From the serious, to the deliberately light-hearted - comedian Chris Rock has announced a tour entitled "Total Blackout". Part of the title has a very real application, as mobile devices will be banned from the audience. To do this, he'll be making use of a company called Yondr, who provide self-sealing pouches to venues to stop audience members recording the whole show on their smartphones. It's been an issue for Rock for a long time - in an interview conducted in 2014, Rock expressed concern that footage of him practicing jokes for a stand-up routine were being put into the public sphere before they were ready, and therefore ruining the act that would later be put together. He's following the lead of his fellow comedians, Dave Chappelle and Louis CK (although the latter's issues appear to run a bit deeper).

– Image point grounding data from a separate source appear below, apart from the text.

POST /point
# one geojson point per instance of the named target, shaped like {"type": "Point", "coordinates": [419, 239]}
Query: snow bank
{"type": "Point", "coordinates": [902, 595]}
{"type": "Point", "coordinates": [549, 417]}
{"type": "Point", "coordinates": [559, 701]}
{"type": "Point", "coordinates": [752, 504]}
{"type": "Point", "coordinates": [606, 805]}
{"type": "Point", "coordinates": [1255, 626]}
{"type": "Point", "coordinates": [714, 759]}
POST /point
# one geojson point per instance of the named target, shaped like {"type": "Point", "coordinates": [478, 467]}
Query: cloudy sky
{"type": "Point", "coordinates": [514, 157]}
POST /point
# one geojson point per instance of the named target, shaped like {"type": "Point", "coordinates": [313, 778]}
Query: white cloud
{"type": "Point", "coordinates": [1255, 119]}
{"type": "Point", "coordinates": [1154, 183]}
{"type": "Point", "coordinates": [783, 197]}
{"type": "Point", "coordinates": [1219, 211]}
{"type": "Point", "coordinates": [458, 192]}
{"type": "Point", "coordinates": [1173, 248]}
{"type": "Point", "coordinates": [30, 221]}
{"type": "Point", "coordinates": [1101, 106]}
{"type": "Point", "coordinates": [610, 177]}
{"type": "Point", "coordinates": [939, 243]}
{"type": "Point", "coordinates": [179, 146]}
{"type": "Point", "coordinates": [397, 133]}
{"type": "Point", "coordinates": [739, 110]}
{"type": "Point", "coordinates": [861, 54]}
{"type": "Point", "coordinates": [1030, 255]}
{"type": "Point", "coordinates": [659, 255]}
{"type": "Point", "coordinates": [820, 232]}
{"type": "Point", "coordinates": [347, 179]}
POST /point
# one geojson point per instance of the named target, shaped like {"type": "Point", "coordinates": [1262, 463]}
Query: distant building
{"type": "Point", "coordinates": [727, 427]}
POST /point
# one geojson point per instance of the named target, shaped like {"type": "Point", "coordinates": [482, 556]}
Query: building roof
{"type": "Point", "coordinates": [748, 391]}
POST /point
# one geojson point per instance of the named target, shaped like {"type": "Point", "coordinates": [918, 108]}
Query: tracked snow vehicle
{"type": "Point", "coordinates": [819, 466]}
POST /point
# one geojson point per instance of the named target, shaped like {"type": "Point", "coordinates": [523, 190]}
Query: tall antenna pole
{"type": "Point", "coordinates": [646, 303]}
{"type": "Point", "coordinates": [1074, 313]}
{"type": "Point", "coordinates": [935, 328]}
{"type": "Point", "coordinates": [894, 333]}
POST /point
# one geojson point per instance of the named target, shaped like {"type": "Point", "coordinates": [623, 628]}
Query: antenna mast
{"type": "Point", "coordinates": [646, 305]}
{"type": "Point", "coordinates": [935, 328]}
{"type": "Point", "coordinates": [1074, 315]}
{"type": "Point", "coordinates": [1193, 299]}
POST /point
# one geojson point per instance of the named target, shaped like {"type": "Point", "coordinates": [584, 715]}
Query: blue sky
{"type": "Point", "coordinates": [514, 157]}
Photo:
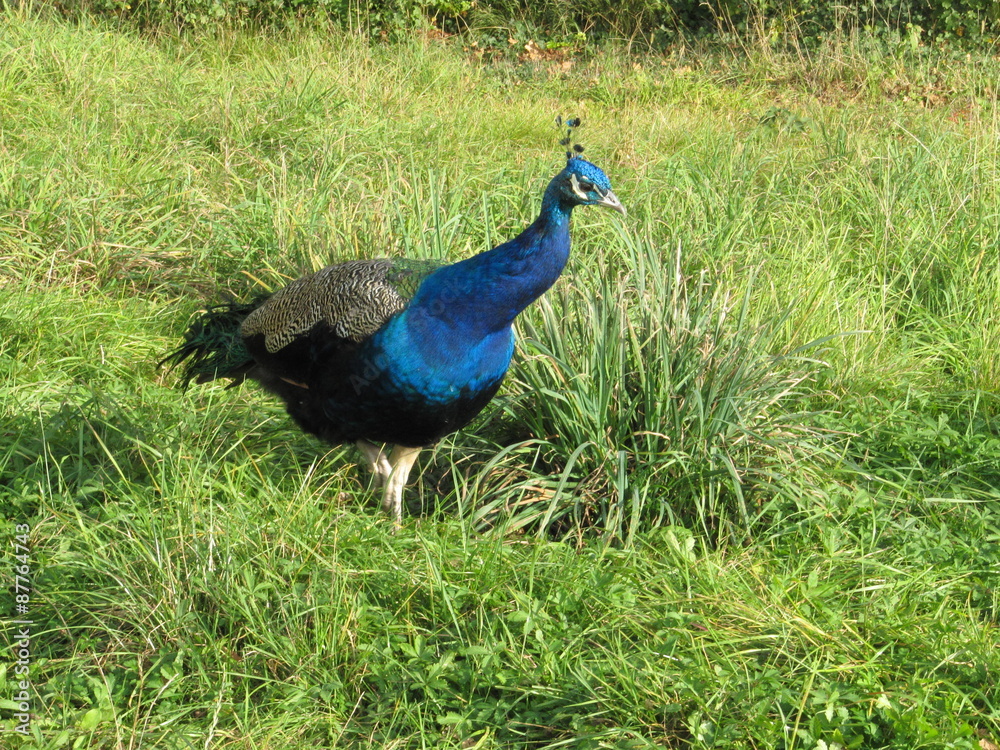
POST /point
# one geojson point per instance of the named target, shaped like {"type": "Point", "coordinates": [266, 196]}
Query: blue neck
{"type": "Point", "coordinates": [483, 294]}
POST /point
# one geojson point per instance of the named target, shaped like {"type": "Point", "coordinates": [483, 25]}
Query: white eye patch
{"type": "Point", "coordinates": [575, 184]}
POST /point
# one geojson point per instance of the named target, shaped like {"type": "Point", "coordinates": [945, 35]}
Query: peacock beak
{"type": "Point", "coordinates": [610, 200]}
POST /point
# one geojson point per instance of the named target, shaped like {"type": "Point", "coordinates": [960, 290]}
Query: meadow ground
{"type": "Point", "coordinates": [740, 490]}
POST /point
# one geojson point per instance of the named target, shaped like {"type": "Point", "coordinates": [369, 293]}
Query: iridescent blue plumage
{"type": "Point", "coordinates": [395, 351]}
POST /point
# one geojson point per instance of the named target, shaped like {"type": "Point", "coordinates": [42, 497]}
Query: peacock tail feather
{"type": "Point", "coordinates": [213, 346]}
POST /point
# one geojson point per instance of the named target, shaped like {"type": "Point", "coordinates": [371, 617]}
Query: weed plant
{"type": "Point", "coordinates": [740, 490]}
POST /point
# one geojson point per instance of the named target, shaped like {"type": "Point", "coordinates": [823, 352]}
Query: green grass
{"type": "Point", "coordinates": [741, 487]}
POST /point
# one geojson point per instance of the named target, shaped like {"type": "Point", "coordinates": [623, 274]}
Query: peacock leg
{"type": "Point", "coordinates": [376, 460]}
{"type": "Point", "coordinates": [402, 460]}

Sticking with showbiz news, another ban on using cellphones has been announced - but this is not for the audience, or even the stars. This is for PriceWaterhouseCoopers, the accountancy firm. PwC, as you'll recall, recently took responsibility for the biggest error in Oscar history - when the wrong winner of the Best Picture award was announced. It later transpired that one of the accountants responsible for holding onto the envelopes that contain the winners had been Tweeting photos of the stars just moments before the mistake was made. Whether this was the reason for the mix-up or not, it's evident that the person in question was not concentrating on the task in hand, and next year, cellphones will not be permitted.

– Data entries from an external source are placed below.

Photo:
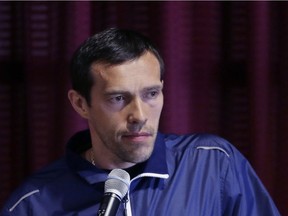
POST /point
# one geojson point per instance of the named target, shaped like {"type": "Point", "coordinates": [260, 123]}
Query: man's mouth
{"type": "Point", "coordinates": [137, 137]}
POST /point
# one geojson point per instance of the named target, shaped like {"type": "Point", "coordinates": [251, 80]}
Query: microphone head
{"type": "Point", "coordinates": [118, 182]}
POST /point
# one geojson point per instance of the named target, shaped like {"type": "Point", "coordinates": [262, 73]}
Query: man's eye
{"type": "Point", "coordinates": [152, 94]}
{"type": "Point", "coordinates": [117, 99]}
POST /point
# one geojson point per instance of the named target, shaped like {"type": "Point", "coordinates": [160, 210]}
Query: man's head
{"type": "Point", "coordinates": [117, 87]}
{"type": "Point", "coordinates": [112, 47]}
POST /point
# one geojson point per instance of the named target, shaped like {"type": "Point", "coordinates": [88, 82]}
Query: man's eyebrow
{"type": "Point", "coordinates": [156, 87]}
{"type": "Point", "coordinates": [124, 92]}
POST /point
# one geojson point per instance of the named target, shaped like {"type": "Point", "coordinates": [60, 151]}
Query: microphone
{"type": "Point", "coordinates": [116, 187]}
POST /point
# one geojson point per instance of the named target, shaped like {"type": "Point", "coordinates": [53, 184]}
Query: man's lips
{"type": "Point", "coordinates": [141, 136]}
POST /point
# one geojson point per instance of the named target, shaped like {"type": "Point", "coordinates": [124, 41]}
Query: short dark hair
{"type": "Point", "coordinates": [112, 46]}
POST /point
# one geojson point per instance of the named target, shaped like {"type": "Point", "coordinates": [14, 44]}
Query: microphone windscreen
{"type": "Point", "coordinates": [118, 182]}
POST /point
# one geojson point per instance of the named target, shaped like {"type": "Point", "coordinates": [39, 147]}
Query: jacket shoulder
{"type": "Point", "coordinates": [199, 141]}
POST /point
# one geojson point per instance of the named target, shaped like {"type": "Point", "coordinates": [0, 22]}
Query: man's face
{"type": "Point", "coordinates": [126, 103]}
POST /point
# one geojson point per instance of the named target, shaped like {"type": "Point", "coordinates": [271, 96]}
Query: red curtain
{"type": "Point", "coordinates": [226, 73]}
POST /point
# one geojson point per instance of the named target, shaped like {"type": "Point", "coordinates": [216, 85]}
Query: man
{"type": "Point", "coordinates": [117, 80]}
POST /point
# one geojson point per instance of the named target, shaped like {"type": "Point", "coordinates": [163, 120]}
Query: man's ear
{"type": "Point", "coordinates": [79, 103]}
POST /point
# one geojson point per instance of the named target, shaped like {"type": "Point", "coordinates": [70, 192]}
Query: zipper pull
{"type": "Point", "coordinates": [125, 200]}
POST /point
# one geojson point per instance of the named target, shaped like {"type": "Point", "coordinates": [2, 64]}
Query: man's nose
{"type": "Point", "coordinates": [136, 113]}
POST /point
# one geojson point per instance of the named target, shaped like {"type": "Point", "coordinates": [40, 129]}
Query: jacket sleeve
{"type": "Point", "coordinates": [243, 192]}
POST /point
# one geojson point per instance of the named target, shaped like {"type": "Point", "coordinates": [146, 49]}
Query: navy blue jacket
{"type": "Point", "coordinates": [199, 175]}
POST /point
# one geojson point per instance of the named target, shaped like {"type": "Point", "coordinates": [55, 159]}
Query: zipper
{"type": "Point", "coordinates": [127, 203]}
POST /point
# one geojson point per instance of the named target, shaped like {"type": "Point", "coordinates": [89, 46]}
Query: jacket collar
{"type": "Point", "coordinates": [155, 166]}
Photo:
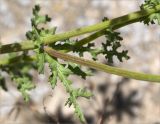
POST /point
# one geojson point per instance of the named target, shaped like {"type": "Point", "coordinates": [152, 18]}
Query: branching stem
{"type": "Point", "coordinates": [102, 67]}
{"type": "Point", "coordinates": [113, 23]}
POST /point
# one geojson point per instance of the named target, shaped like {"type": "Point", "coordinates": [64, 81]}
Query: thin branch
{"type": "Point", "coordinates": [113, 23]}
{"type": "Point", "coordinates": [102, 67]}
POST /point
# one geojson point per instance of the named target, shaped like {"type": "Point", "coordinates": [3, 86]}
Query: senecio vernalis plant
{"type": "Point", "coordinates": [51, 48]}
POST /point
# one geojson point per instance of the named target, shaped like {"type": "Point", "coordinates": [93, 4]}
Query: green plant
{"type": "Point", "coordinates": [49, 47]}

You might have thought that professional sports might be one of the few areas that doesn't really need to worry about smartphones on match day. But over in Australia, the National Rugby League is banning phones from dressing rooms. There is a partial concern that social media is distracting some players before a match, but the bigger issue is one of illegal betting. Because the NRL only (currently) releases the team list one hour before a match, the governing body of the league also wants to stop information that may be passed on to gamblers from the players themselves. In a similar but unrelated move, banking giant Deutsche Bank has banned employees from using WhatsApp or SMS messaging on their company phones, in order to tighten up compliance with banking rules and regulations. Since they've accrued almost $14 billion in fines since 2008, anything they can do to stop problems arising seems like a great idea at this stage.

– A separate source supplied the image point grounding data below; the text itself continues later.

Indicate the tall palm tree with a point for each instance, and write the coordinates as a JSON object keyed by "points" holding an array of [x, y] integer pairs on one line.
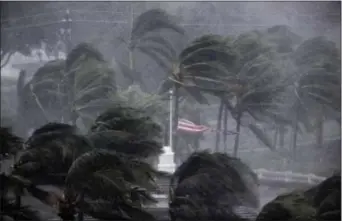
{"points": [[144, 37], [104, 173], [201, 67], [12, 209], [80, 84], [319, 82], [321, 202], [212, 186], [258, 81]]}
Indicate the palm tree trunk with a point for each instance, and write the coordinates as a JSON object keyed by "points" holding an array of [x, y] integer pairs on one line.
{"points": [[17, 202], [225, 124], [218, 126], [2, 196], [275, 137], [320, 127], [131, 63], [80, 216], [294, 134], [237, 137], [175, 123], [282, 136]]}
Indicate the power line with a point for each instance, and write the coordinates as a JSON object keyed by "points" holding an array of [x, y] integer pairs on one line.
{"points": [[29, 16]]}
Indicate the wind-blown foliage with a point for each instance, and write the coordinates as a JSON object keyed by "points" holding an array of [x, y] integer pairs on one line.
{"points": [[211, 187], [103, 173], [144, 37], [128, 119], [321, 202], [10, 144], [319, 64], [80, 85]]}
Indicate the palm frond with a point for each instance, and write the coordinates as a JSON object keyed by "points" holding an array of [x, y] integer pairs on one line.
{"points": [[126, 143], [82, 50], [128, 119], [206, 182], [115, 177]]}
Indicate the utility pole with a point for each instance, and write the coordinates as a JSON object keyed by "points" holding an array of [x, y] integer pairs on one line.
{"points": [[68, 42]]}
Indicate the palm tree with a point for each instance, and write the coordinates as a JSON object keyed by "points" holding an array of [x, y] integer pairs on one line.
{"points": [[81, 84], [201, 67], [103, 173], [13, 209], [212, 186], [319, 82], [144, 37], [258, 81], [321, 202]]}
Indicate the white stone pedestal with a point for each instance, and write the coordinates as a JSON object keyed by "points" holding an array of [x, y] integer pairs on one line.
{"points": [[166, 162]]}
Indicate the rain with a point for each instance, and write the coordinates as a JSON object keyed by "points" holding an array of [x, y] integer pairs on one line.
{"points": [[174, 111]]}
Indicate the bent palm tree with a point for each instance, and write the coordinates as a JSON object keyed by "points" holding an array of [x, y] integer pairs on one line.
{"points": [[11, 209], [102, 174], [321, 202], [202, 67], [212, 186], [81, 85], [145, 39], [319, 81]]}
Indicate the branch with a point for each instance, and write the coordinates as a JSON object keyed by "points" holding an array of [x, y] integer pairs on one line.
{"points": [[6, 58]]}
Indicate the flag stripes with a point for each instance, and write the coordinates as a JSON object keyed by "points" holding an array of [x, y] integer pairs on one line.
{"points": [[188, 126]]}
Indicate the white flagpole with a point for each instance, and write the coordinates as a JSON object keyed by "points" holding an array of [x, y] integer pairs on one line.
{"points": [[171, 119]]}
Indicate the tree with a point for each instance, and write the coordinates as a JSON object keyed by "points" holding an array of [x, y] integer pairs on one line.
{"points": [[145, 39], [96, 180], [12, 208], [81, 85], [22, 29], [319, 83], [320, 202], [258, 75], [211, 186], [201, 67]]}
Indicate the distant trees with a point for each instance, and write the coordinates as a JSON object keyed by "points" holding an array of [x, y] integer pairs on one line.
{"points": [[104, 173], [72, 90]]}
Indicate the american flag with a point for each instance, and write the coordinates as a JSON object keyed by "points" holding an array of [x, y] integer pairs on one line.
{"points": [[188, 126]]}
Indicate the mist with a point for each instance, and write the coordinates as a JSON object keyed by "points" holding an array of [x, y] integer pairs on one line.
{"points": [[108, 34]]}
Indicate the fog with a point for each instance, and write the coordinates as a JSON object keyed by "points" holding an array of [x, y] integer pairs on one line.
{"points": [[306, 19]]}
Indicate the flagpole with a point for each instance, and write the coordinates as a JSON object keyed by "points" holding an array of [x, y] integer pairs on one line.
{"points": [[171, 120]]}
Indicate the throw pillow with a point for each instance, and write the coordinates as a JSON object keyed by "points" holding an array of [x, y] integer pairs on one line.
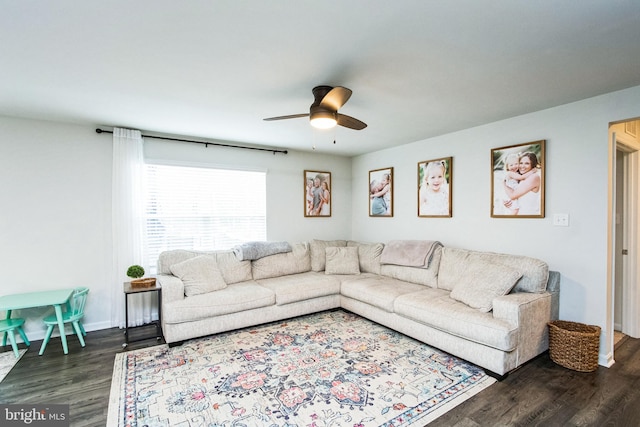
{"points": [[482, 282], [342, 260], [199, 275], [318, 255]]}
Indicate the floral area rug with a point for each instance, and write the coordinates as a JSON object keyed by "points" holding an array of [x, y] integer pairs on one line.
{"points": [[327, 369], [8, 360]]}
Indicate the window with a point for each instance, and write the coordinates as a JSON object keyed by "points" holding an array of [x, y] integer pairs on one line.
{"points": [[202, 209]]}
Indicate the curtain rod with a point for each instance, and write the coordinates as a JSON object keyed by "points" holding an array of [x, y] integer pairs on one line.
{"points": [[206, 144]]}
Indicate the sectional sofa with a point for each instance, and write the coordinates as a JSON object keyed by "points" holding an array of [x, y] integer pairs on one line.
{"points": [[488, 308]]}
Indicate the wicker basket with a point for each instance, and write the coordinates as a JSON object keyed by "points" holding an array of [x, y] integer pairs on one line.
{"points": [[574, 345], [143, 283]]}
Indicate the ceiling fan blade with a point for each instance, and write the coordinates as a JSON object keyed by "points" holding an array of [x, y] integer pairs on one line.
{"points": [[350, 122], [336, 98], [292, 116]]}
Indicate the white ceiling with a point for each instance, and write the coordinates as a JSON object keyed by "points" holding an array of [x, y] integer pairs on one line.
{"points": [[214, 69]]}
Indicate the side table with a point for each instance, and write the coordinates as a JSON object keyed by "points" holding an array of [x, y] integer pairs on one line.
{"points": [[128, 290]]}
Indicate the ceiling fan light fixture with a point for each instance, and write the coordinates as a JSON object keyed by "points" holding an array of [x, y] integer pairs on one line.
{"points": [[323, 122], [321, 118]]}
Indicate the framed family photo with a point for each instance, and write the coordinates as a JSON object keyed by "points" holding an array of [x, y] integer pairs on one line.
{"points": [[381, 192], [317, 193], [517, 181], [435, 187]]}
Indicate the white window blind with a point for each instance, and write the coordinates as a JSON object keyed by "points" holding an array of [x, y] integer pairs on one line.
{"points": [[202, 209]]}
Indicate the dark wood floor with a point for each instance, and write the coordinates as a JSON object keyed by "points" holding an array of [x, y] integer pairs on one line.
{"points": [[540, 393]]}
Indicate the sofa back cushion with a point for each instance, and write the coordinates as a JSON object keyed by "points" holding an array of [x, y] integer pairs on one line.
{"points": [[483, 283], [427, 276], [318, 255], [368, 256], [342, 260], [232, 270], [454, 268], [296, 261], [199, 275]]}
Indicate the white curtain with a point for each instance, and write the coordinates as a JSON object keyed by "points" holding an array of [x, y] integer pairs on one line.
{"points": [[128, 227]]}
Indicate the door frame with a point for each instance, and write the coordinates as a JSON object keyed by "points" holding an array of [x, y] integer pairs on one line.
{"points": [[631, 207]]}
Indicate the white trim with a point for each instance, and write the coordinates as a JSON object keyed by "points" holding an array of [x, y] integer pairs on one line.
{"points": [[184, 163]]}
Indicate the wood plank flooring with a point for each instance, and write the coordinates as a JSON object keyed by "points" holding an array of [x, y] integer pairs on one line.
{"points": [[540, 393]]}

Finally, in the historic Roman city of Bath, England, a local pub has created a stir by banning phones at the bar. Apparently, this is as a result of calls from the local drinkers, who often ask the barman to make sure that people on phones go outside. Evidently, the landlord got sick of having to do this, and banned phones outright. It's not the only pub in the country to ban phones - The Gin Tub in London has even gone so far as to construct a Faraday Cage around their bar. But to compensate for this, old-fashioned dial phones are on each table to make ordering/reordering much easier.